Heh... good luck. There's a thousand guys on maxima.org looking for them too.

Hmmm.. ideal drop for STREET RACING? there is none.


----------



## kwd2kSE (Jul 9, 2003)

93SentraEvolution said:


> hey yall im looking for some adjustable coil overs for a friend of mine who has a 93 maxima, im not sure if they make any for it because ive looked at alot of places but if anyone knows where to get em please let me know, also what is the ideal drop for a 93 maxima for hi speed cornering and street racing? thanks guys.

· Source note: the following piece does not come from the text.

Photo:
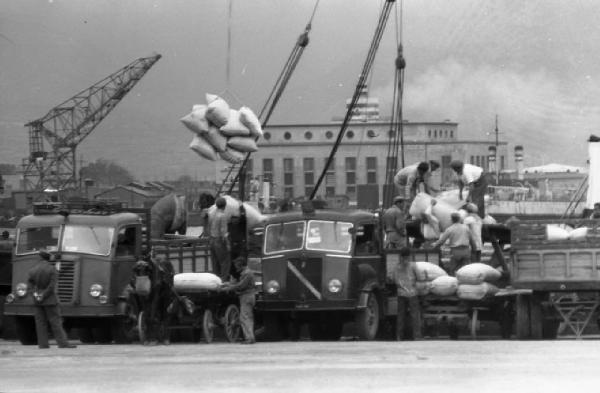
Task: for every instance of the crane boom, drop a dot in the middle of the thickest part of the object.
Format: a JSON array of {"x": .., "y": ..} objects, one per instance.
[{"x": 65, "y": 126}]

PM Matt93SE. He's got one of the most modded 93 Max's around. He hangs around the HNE car club forum a lot. Here's his web site.
http://www.mattblehm.com/

Mike


----------



## Matt93SE (Sep 17, 2003)

Mike, typing with one finger is sure putting a cramp in your style!


----------



## kwd2kSE (Jul 9, 2003)

Yep, just a little bit slow!!!!!!!!!!


----------



## 93SentraEvolution (May 5, 2004)

*maxima*


----------



## 93SentraEvolution (May 5, 2004)

*maxima*

lol, preciate it man ill look and see what i can find, thanks.


----------